In May 2013, the Internal Revenue Service issued a Private Letter Ruling addressing tax concerns resulting from a trust modification agreement. PLRs are issued when a taxpayer directly requests guidance from the IRS on a specific matter. A PLR may be relied upon by the taxpayer who requested it; however, PLRs offer an excellent opportunity for individuals to help determine how the IRS might treat a similar situation.
The recent PLR addressed a trust modification agreement that changed trustees’ requirements concerning annual distributions of net income. Trusts can be modified for a number of other reasons, and some changes may create tax implications for beneficiaries.

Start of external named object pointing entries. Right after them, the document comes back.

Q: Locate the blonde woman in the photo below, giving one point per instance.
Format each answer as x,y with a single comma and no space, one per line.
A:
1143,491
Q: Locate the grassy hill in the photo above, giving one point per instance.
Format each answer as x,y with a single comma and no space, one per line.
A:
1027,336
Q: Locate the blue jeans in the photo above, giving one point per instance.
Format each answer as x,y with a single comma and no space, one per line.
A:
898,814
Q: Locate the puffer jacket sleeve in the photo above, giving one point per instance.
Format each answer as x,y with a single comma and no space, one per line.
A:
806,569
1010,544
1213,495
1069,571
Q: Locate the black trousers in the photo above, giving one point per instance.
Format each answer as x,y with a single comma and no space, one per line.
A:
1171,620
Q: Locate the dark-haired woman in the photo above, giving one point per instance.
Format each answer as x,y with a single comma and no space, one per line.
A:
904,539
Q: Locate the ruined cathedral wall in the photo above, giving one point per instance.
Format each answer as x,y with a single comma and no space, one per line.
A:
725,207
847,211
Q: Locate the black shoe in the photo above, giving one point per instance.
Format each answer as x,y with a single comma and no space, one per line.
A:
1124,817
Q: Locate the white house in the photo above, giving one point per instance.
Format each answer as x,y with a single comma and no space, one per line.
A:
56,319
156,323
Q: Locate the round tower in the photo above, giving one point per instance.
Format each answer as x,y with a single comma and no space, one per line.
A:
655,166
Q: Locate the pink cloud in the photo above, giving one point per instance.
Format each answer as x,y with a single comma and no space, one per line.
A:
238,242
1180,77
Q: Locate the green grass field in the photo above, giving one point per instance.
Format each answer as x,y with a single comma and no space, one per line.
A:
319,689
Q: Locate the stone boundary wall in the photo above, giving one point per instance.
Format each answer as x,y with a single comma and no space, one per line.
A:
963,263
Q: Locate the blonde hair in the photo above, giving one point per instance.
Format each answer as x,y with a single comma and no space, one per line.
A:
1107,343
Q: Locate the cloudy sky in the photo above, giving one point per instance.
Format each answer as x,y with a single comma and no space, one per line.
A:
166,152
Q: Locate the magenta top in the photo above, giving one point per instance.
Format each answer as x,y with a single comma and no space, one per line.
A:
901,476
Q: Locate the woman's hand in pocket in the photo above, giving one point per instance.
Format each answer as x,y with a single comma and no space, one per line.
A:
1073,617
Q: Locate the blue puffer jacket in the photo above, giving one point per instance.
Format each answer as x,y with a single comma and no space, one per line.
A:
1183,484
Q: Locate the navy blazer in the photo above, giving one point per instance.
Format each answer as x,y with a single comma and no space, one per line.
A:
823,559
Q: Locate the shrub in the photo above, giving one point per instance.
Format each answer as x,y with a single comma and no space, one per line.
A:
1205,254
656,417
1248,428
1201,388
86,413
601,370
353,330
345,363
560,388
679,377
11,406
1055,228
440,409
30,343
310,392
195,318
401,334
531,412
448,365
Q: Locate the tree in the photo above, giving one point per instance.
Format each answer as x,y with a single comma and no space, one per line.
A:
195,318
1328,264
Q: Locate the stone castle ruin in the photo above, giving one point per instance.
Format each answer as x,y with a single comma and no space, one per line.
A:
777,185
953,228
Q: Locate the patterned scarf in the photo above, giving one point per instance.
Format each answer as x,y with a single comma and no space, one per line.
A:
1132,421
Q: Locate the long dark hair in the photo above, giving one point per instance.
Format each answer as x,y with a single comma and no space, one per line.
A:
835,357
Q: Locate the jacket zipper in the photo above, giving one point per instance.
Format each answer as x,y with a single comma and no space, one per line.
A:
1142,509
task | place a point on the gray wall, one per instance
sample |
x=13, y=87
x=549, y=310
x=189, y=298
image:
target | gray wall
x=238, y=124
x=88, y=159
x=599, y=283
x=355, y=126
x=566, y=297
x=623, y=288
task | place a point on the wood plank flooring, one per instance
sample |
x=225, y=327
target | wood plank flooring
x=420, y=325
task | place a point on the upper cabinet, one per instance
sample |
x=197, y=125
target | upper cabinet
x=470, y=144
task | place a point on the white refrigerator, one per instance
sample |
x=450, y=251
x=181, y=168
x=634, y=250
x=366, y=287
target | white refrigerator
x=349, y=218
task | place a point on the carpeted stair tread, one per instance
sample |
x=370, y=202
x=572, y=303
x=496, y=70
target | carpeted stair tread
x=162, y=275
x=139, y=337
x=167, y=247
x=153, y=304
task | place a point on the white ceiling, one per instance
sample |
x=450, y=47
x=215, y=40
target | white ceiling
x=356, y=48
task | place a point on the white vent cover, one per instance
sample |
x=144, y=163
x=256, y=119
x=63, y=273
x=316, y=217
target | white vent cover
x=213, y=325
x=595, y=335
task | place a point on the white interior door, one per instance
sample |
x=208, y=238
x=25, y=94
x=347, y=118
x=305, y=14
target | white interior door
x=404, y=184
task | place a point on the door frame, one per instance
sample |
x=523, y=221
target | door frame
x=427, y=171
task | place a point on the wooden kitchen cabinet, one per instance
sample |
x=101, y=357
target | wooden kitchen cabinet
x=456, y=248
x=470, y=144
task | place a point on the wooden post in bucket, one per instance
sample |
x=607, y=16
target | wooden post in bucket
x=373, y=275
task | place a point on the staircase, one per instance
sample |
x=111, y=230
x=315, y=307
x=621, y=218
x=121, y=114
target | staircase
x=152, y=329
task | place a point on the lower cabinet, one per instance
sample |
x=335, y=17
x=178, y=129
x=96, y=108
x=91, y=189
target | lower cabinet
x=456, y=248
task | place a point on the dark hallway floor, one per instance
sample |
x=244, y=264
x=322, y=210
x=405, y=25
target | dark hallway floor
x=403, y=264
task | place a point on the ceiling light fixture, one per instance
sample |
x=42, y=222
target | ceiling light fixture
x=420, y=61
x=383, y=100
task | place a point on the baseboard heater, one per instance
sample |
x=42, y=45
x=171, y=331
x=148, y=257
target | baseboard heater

Each trust modification situation is unique, but when considering the implications of modifying a trust, ask your attorney about the following:
- Income tax. A trust modification that increases beneficiaries’ rights to income from properties will typically require them to pay more income tax on their distributions.
- Gift tax. In some cases the modification effectively causes a transfer of interest among beneficiaries, which may cause the IRS to recognize this as a gift and impose a gift tax.
- Generation-skipping transfer tax. The GST tax is not only imposed on gifts, but also on certain trust transfers and distributions. The GST tax may be imposed even when a trust transfer is subject to gift tax. It applies only to trust transfers to or for the benefit of persons who are 37 ½ years younger than and unrelated to the grantor, or to related individuals more than one generation younger than the grantor. This is a greater concern in states that allow Dynasty Trusts (including North Carolina). Learn about proposed limitations on Dynasty Trusts.
While irrevocable trusts can provide asset protection and tax savings, over the years the trust may no longer adequately address the needs of beneficiaries. With the adoption of the Uniform Trust Code, North Carolina trusts are now easier to modify; in some cases a court order is not required.